Behoorlijk chagrijnig word je daarvan! Maar het komt voor. Dus wees alert.

En hou natuurlijk rekening met de BTW die de douane incasseert voor de overheid.
Als je een horloge van buiten de Europese Unie koopt dan krijg je een week of 2 nadat je klokje is bezorgd nog effe een rekening van de vervoerder omdat die 19% van de aankoopprijs+de verzendkosten heeft mogen afrekenen bij het binnenkomen van het pakketje in Nederland. En dat mag jij dus terug betalen aan hem.

Soms heb je mazzel en zet de verzender een lagere waarde op de verpakking dan de aankoopprijs maar het KAN dus gebeuren dat ze de werkelijke aankoopprijs op de zending vermelden, en dan ben je dus aan de beurt voor 19% btw afdracht (geen invoerrechten) over de volledige prijs, als je pech hebt.

Soms schijnen zendingen "er door te glippen" maar daar moet je dus niet vanuit gaan (anders valt het zo tegen als je alsnog achteraf een factuur van FedEx bijv. krijgt).

Gewoon lekker online shoppen en tel de verzendkosten bij de aankoopprijs op en doe dan dat bedrag maal 1,19 dan weet je wat je maximaal kwijt kan zijn.
Als je mazzel hebt valt het mee en als je 'pech' hebt dan ben je dat bedrag dus kwijt. No big deal je moet er alleen ff rekening mee houden.

Ik had mazzel met een Seiko horloge dat ik begin augustus online kocht in Singapore. De vervoerder had de helft van de verkoopprijs op de papieren gezet en daarbij niet de verzendkosten opgeteld. Dus FedEx moest 19% betalen over dat bedrag, en ik kreeg dus 2 weken later een factuur van FedEx voor maar € 20,90 ipv dik €50,-
Plus het klokje was binnen 2 dagen hier! 
Sweeet !! :-!

Succes!


----------



## Dimer

Het ligt ook heel erg aan het segment. Waar ben je precies naar op zoek?


----------



## Wooters

Bedankt voor de berichten dusver! Ben op zoek naar twee modellen: een Orient Mako/Ray en een mooie Panerai Homage.

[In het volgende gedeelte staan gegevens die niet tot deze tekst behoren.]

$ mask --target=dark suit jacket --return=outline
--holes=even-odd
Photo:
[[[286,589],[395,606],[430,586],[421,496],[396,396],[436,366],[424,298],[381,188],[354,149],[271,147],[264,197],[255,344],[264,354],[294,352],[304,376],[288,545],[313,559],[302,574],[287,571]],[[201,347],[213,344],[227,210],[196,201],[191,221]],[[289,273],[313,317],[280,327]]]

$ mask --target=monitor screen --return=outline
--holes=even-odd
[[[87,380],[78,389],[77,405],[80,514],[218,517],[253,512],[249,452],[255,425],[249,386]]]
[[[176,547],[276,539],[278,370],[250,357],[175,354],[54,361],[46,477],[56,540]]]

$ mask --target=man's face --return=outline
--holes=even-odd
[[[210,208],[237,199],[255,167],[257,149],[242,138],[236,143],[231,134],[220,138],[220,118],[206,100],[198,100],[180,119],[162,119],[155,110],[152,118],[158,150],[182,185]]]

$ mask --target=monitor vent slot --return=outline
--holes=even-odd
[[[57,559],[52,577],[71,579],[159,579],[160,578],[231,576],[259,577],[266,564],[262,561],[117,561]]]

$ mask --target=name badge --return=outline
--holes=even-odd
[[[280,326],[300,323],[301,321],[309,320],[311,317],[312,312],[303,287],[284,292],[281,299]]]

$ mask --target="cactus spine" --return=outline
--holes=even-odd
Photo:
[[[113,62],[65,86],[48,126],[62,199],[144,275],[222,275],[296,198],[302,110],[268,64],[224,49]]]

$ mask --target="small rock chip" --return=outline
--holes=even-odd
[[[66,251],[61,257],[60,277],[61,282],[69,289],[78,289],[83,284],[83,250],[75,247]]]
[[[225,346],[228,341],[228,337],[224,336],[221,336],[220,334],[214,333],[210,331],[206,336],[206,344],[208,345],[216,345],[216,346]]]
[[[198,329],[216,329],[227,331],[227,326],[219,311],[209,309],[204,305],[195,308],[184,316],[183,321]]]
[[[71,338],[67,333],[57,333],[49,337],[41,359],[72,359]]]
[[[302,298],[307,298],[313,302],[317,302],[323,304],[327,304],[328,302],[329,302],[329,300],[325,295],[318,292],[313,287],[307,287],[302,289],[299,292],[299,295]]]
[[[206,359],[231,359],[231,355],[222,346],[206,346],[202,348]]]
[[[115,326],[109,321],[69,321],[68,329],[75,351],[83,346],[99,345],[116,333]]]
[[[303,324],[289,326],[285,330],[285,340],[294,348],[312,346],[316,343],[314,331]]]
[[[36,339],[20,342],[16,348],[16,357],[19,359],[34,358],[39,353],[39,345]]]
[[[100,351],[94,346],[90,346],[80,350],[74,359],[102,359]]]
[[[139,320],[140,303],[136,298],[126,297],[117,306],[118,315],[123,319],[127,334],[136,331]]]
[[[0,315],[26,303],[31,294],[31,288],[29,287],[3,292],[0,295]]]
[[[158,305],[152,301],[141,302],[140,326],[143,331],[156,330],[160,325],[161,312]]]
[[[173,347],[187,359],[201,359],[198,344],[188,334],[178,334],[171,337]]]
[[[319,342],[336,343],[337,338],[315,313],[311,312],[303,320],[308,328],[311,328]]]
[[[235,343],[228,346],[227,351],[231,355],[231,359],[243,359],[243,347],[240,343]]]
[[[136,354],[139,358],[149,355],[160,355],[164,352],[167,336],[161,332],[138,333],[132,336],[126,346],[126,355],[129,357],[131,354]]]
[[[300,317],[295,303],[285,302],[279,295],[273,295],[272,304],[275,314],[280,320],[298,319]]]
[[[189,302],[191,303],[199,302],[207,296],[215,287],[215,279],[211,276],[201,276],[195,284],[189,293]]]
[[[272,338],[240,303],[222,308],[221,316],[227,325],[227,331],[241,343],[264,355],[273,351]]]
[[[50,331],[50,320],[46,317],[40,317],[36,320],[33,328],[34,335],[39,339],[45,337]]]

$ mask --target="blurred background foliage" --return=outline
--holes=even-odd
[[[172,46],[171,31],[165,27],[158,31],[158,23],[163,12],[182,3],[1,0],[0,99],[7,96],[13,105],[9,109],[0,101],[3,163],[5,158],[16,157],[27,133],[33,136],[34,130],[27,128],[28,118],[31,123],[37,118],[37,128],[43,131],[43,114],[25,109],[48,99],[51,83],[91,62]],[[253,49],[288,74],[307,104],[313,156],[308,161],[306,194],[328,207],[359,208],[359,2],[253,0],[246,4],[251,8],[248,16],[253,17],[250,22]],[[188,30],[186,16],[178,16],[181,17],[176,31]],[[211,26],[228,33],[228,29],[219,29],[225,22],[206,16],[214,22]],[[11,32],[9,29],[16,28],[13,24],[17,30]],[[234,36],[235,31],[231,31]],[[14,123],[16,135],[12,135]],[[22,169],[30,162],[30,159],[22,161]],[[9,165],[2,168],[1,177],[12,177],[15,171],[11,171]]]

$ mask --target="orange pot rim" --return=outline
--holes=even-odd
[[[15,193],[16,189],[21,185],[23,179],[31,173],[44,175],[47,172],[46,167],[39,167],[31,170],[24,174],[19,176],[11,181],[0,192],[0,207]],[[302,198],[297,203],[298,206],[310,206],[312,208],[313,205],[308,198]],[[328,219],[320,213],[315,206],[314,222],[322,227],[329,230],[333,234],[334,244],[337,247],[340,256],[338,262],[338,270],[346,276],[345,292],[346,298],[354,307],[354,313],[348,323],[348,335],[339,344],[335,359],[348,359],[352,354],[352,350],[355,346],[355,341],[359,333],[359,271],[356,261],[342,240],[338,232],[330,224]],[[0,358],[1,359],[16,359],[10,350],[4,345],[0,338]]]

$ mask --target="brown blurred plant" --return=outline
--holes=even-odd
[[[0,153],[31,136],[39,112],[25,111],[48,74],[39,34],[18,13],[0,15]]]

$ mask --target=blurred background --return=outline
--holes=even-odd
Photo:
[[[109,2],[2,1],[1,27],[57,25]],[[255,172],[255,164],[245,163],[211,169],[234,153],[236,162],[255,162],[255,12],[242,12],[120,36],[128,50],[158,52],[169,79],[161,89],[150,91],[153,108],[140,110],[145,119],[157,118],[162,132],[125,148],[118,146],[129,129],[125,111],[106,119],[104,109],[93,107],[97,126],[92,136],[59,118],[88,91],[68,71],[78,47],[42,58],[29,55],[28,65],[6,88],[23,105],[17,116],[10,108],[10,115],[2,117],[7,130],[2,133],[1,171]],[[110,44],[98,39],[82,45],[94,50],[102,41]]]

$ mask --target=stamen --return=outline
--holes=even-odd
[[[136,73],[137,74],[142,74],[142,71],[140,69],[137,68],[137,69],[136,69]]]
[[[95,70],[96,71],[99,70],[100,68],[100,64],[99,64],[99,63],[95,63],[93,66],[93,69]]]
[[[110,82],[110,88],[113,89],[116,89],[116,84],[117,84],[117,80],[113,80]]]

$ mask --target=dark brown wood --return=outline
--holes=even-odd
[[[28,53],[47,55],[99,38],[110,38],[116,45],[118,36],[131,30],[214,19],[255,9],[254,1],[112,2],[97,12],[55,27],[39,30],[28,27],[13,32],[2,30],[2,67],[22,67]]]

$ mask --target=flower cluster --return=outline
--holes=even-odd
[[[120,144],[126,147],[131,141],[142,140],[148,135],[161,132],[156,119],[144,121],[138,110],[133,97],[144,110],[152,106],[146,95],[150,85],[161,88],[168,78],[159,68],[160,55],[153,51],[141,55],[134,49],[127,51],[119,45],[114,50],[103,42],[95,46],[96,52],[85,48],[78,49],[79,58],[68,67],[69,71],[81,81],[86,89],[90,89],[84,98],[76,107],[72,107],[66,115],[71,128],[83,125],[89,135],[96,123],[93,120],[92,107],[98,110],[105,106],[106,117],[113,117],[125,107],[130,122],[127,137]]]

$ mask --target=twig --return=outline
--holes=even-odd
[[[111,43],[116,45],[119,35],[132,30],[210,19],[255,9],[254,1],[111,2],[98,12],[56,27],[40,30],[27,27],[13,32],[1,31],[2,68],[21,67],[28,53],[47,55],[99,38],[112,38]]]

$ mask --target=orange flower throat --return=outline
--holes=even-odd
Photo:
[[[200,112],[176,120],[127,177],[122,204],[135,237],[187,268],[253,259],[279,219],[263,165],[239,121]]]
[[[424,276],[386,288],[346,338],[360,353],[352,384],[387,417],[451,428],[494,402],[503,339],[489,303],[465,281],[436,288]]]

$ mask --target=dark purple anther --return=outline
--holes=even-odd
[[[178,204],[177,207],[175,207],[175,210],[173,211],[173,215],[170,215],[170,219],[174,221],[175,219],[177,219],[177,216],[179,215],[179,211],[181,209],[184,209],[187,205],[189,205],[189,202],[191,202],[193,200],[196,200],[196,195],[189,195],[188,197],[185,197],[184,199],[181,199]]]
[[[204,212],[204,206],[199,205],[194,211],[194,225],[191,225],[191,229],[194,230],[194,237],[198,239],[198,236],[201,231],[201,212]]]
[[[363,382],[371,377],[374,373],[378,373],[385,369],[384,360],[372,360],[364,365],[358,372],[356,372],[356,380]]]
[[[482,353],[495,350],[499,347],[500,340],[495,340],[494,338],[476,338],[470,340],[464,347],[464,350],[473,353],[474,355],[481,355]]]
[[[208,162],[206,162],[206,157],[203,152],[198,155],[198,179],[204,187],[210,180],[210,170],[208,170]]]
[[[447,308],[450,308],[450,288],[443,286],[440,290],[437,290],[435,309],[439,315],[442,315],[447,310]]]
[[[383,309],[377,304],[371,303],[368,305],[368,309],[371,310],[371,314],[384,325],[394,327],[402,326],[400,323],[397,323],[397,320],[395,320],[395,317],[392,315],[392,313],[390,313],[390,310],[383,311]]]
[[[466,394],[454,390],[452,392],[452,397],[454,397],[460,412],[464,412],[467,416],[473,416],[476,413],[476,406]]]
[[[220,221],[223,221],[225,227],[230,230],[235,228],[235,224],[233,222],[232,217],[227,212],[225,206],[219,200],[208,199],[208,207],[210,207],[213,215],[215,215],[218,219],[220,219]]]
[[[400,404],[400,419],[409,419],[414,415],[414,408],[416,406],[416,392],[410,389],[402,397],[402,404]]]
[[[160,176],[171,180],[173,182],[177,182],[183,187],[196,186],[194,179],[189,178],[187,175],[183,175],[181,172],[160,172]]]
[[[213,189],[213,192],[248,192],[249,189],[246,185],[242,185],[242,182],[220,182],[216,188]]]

In eerste instantie heeft de Orient de voorkeur. Dit hoeft natuurlijk niet per se een Orient te zijn, maar ik begreep dat de Mako/Ray erg moeilijk te verslaan zijn op hun prijspunt, en ik vind 't best mooie horloges. Mooie 'all-purpose' horloges.
Een "Panerai" vind ik ook erg mooi. Zit zelf te kijken naar Getat, maar die hebben vrij hoge verzendkosten en dan zal daar ook nog wel 20% btw overheen gaan bij verzending naar Nederland.

Zit dus een beetje in die hoek te zoeken. Enige suggesties?


----------



## Bidle

Wooters said:


> Bedankt voor de berichten dusver! Ben op zoek naar twee modellen: een Orient Mako/Ray en een mooie Panerai Homage.
> 
> In eerste instantie heeft de Orient de voorkeur. Dit hoeft natuurlijk niet per se een Orient te zijn, maar ik begreep dat de Mako/Ray erg moeilijk te verslaan zijn op hun prijspunt, en ik vind 't best mooie horloges. Mooie 'all-purpose' horloges.
> Een "Panerai" vind ik ook erg mooi. Zit zelf te kijken naar Getat, maar die hebben vrij hoge verzendkosten en dan zal daar ook nog wel 20% btw overheen gaan bij verzending naar Nederland.
> 
> Zit dus een beetje in die hoek te zoeken. Enige suggesties?


Vermoed dat sommige hier wel ervaring hebben. Anders kun je altijd gewoon even via Ebay zoeken. Uiteraard wel bij een verkoper met een goede ref.


----------



## Martin_B

Kijk anders even bij manbushijie 
Als je registreert, gaan gelijk de prijzen omlaag. Begrijp het idee hierachter niet helemaal, maar goed.
Een alternatief is http://www............com/index.html*

Ik heb bij beide gekocht, ze zijn betrouwbaar.

Groeten,

Martin

* edit blijkbaar is deze gecensureerd...Google even op jackson Tse


----------



## GuySie

Ik zou op dit moment niet bij Getat kopen, of je moet een model zoeken wat de rest niet heeft en hij alleen wel. De wachttijden lopen echt de spuigaten uit (vorige maand zelf weer meegemaakt). Verder altijd vast een vervangend bandje inbegroten in dit prijssegment, wat je er gratis bijkrijgt is haast karton.


----------



## wim mennink

Wooters said:


> Bedankt voor de berichten dusver! Ben op zoek naar twee modellen: een Orient Mako/Ray en een mooie Panerai Homage.
> 
> In eerste instantie heeft de Orient de voorkeur. Dit hoeft natuurlijk niet per se een Orient te zijn, maar ik begreep dat de Mako/Ray erg moeilijk te verslaan zijn op hun prijspunt, en ik vind 't best mooie horloges. Mooie 'all-purpose' horloges.
> Een "Panerai" vind ik ook erg mooi. Zit zelf te kijken naar Getat, maar die hebben vrij hoge verzendkosten en dan zal daar ook nog wel 20% btw overheen gaan bij verzending naar Nederland.
> 
> Zit dus een beetje in die hoek te zoeken. Enige suggesties?


Kijk eens even op Orient Automaten
hier heb ik mijn "Mako"ook gekocht.


----------